Now you will learn about relative frequency, which is closely related to the law of large numbers.

You have previously learned that the probability of getting a five when you roll a die is $\frac{1}{6}$. But how do you really know it’s exactly $\frac{1}{6}$?

If you roll a die 12 times, you may not get a five exactly one sixth of the time. After 12 throws that would be

$$12\cdot \frac{1}{6}=\frac{12}{6}=2$$

times. You may get five fives, three fives, or maybe no fives.

To get an answer as to why we say the probability of getting a five when you roll a die is $\frac{1}{6}$, you need to learn two new concepts: relative frequency and simulation.

Relative Frequency

Imagine rolling a die 12 times and writing down how many fives you get. The relative frequency is the ratio of how many fives you got (number of favorable outcomes), to how many times you rolled the die (number of trials). If you got three fives, the relative frequency is

$$\frac{3}{12}=\frac{1}{4}=0.25$$

This is a lot more than you expected, which was $\frac{1}{6}$. So let’s look at why.

The relative frequency of getting a five when rolling a die does not need to be the same as the probability ($\frac{1}{6}\ne \frac{1}{4}$). But if you roll a die a lot of times, for example $100000$ or $1000000$ times, the relative frequency of getting a five will be just about the same as the probability of getting a five.

Note! The relative frequency approaches the probability when the number of trials becomes very large!

Law of Large Numbers

The average age of people in the US is about 38 years old. You decide to personally ask a bunch of people how old they are. After you ask each person, you calculate the average age of the people you have asked so far. How many people do you have to ask before you get 38 years old as the average? Maybe it’s sometimes sufficient to ask five people. But what if the five you asked are all a group of friends in junior high? Then you will certainly not find the average age of the population to be 38 years old.

It makes sense that the answer is 38 if you just ask enough people. But how many are enough?

This is what the law of large numbers has something to say about.

Unless you are investigating something very unlikely, then somewhere between $1000$ and $10000$ trials will be enough. It would be difficult to ask $10000$ random people in the US about their age and not get an average very close to 38.

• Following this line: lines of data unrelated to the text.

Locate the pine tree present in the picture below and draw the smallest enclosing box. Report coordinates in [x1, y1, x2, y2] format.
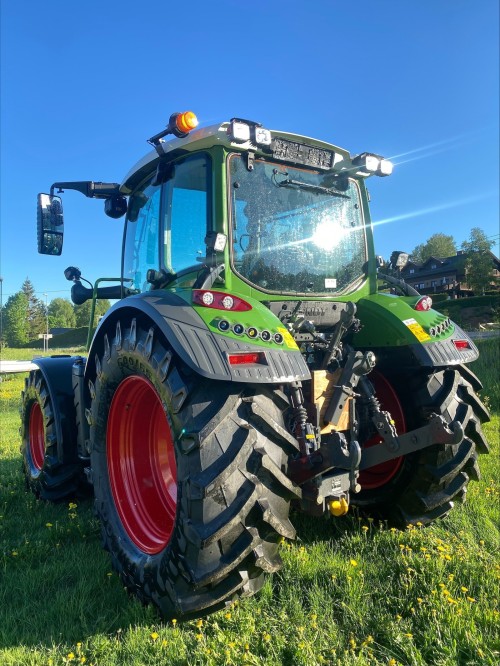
[21, 277, 47, 340]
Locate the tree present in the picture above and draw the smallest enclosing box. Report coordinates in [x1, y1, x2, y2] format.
[410, 233, 457, 264]
[21, 277, 46, 340]
[74, 299, 111, 328]
[48, 298, 76, 328]
[462, 227, 497, 295]
[4, 292, 29, 347]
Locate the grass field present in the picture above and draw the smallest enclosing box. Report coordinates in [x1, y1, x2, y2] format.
[0, 345, 498, 665]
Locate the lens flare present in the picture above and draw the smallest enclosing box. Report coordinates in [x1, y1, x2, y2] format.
[372, 191, 496, 230]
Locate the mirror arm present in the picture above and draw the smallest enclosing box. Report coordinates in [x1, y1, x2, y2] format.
[50, 181, 121, 200]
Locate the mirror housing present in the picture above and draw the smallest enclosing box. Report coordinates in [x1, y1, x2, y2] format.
[37, 193, 64, 255]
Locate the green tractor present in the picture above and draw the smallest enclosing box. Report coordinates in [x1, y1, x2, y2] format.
[22, 111, 489, 619]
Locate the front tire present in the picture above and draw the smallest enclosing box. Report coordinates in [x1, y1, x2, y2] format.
[20, 370, 81, 500]
[89, 317, 300, 619]
[353, 365, 490, 525]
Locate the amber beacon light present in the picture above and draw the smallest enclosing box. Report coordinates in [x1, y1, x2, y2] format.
[175, 111, 198, 134]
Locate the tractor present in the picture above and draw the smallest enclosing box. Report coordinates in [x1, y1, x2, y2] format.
[22, 111, 490, 619]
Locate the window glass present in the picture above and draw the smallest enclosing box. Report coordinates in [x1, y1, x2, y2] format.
[163, 154, 210, 273]
[230, 155, 367, 295]
[123, 182, 161, 291]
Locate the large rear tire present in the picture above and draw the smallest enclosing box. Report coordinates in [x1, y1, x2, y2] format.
[353, 365, 489, 525]
[20, 370, 81, 500]
[89, 316, 300, 619]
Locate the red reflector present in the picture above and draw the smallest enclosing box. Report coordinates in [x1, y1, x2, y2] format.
[453, 339, 471, 350]
[228, 352, 265, 365]
[414, 296, 433, 311]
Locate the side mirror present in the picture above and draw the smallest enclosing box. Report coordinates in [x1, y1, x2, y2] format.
[37, 193, 64, 255]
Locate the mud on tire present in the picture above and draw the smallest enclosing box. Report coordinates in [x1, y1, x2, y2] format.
[89, 316, 301, 619]
[352, 364, 490, 526]
[20, 370, 81, 501]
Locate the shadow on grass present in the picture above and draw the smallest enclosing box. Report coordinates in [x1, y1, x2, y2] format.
[0, 455, 157, 649]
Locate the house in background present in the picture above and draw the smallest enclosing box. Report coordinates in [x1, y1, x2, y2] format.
[401, 251, 500, 297]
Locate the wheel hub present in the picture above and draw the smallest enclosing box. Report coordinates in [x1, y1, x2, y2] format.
[107, 376, 177, 555]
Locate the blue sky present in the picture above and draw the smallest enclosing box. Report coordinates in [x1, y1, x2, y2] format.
[1, 0, 498, 304]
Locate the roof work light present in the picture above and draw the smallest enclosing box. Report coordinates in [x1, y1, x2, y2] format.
[352, 152, 394, 177]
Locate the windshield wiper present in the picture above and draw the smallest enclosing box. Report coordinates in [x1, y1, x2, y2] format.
[272, 171, 350, 198]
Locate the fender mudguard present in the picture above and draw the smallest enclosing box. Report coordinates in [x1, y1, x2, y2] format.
[30, 356, 83, 461]
[85, 292, 310, 384]
[354, 294, 479, 368]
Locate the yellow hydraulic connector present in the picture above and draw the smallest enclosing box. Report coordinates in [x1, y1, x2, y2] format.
[328, 497, 349, 517]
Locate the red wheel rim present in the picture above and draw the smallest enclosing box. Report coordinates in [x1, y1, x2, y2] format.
[107, 376, 177, 555]
[358, 371, 406, 490]
[29, 402, 45, 471]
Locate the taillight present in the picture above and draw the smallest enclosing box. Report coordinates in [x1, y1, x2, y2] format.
[193, 290, 252, 312]
[228, 352, 266, 365]
[453, 339, 472, 351]
[414, 296, 433, 311]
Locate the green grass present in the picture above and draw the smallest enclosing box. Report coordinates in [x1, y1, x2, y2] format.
[0, 353, 498, 665]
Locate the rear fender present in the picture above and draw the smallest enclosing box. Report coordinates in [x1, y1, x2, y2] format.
[85, 292, 310, 385]
[354, 294, 479, 367]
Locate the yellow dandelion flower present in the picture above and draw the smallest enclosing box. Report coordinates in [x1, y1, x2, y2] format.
[225, 611, 231, 620]
[388, 660, 397, 666]
[404, 633, 413, 639]
[68, 502, 77, 510]
[446, 597, 457, 604]
[171, 618, 177, 626]
[395, 614, 402, 621]
[195, 633, 203, 641]
[461, 586, 468, 593]
[46, 523, 53, 528]
[467, 597, 476, 603]
[162, 640, 168, 646]
[417, 598, 423, 604]
[11, 551, 18, 556]
[479, 540, 485, 546]
[244, 643, 250, 651]
[80, 658, 86, 664]
[196, 619, 203, 628]
[67, 653, 75, 661]
[362, 525, 369, 532]
[298, 641, 305, 649]
[448, 574, 454, 580]
[349, 637, 356, 648]
[350, 559, 358, 567]
[262, 632, 271, 642]
[150, 632, 159, 641]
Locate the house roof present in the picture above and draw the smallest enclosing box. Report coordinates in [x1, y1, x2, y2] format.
[403, 251, 499, 280]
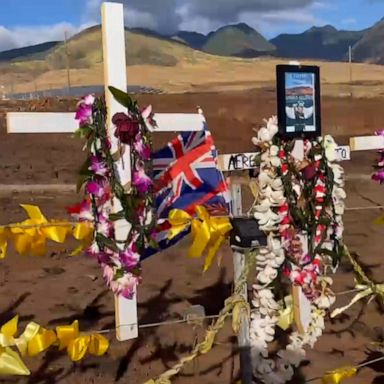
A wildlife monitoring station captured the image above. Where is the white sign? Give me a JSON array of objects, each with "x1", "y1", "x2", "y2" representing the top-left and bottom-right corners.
[
  {"x1": 219, "y1": 146, "x2": 350, "y2": 172},
  {"x1": 218, "y1": 152, "x2": 259, "y2": 171},
  {"x1": 335, "y1": 145, "x2": 350, "y2": 161}
]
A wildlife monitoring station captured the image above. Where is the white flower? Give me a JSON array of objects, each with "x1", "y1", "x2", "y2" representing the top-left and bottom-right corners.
[
  {"x1": 330, "y1": 164, "x2": 345, "y2": 185},
  {"x1": 257, "y1": 266, "x2": 278, "y2": 284},
  {"x1": 334, "y1": 187, "x2": 346, "y2": 200},
  {"x1": 271, "y1": 178, "x2": 284, "y2": 191},
  {"x1": 315, "y1": 293, "x2": 336, "y2": 309},
  {"x1": 324, "y1": 135, "x2": 337, "y2": 162}
]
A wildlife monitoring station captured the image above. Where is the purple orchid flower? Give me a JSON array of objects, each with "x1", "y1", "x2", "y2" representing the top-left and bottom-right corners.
[
  {"x1": 120, "y1": 246, "x2": 140, "y2": 269},
  {"x1": 97, "y1": 214, "x2": 113, "y2": 237},
  {"x1": 75, "y1": 103, "x2": 92, "y2": 125},
  {"x1": 132, "y1": 166, "x2": 152, "y2": 193},
  {"x1": 89, "y1": 155, "x2": 108, "y2": 176},
  {"x1": 134, "y1": 135, "x2": 151, "y2": 160},
  {"x1": 86, "y1": 180, "x2": 111, "y2": 200},
  {"x1": 75, "y1": 95, "x2": 95, "y2": 125},
  {"x1": 372, "y1": 169, "x2": 384, "y2": 184},
  {"x1": 83, "y1": 94, "x2": 95, "y2": 106}
]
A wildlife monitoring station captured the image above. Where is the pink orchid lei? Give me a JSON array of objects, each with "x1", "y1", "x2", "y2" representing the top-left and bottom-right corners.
[
  {"x1": 372, "y1": 129, "x2": 384, "y2": 184},
  {"x1": 70, "y1": 89, "x2": 156, "y2": 298},
  {"x1": 250, "y1": 117, "x2": 345, "y2": 383}
]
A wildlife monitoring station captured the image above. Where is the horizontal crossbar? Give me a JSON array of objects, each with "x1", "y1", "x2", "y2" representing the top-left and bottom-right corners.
[{"x1": 6, "y1": 112, "x2": 206, "y2": 134}]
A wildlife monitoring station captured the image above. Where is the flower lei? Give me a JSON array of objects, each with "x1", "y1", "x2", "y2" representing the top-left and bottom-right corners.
[
  {"x1": 250, "y1": 117, "x2": 346, "y2": 383},
  {"x1": 372, "y1": 129, "x2": 384, "y2": 184},
  {"x1": 70, "y1": 89, "x2": 156, "y2": 298}
]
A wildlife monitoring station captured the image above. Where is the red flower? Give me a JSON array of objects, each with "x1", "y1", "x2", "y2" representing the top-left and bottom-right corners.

Below, I made a graph of the relative frequency of getting a five when rolling a die. The $x$-axis shows the number of throws, which is the number of trials, and the $y$-axis displays the relative frequency for getting a five. The black line through the middle illustrates the theoretical probability of getting a five when rolling one die, which should always be $\frac{1}{6}.$

You can see from the figure that after approximately $1500$ throws, the blue relative frequency has stabilized very close to the actual probability in black.

Next, let’s look at some examples where it’s important to know the law of large numbers.

Simulation

Rolling a die $1000000$ times to see how many fives you get would be quite tiring and very time consuming. But if you did, you would end up getting about $166667$ fives. That would be a relative frequency of $\frac{166667}{1000000}\approx \frac{1}{6}$, and you can see that this is exactly the same as the probability of getting a five!

To avoid having to roll a die $1000000$ times, you can do a simulation instead, using a computer program to do the experiment for you.

Simulating means that we are imitating an experiment from reality on a computer. We can mimic dice rolls on the computer, rolling a virtual die many, many times over a short period of time. In this way, you’re then able to see what the probability of an event is, with the computer’s help. The computer calculates the relative frequency for such a large $N$ that the relative frequency becomes the same as the probability.

Computers are a very important tool when working with probability.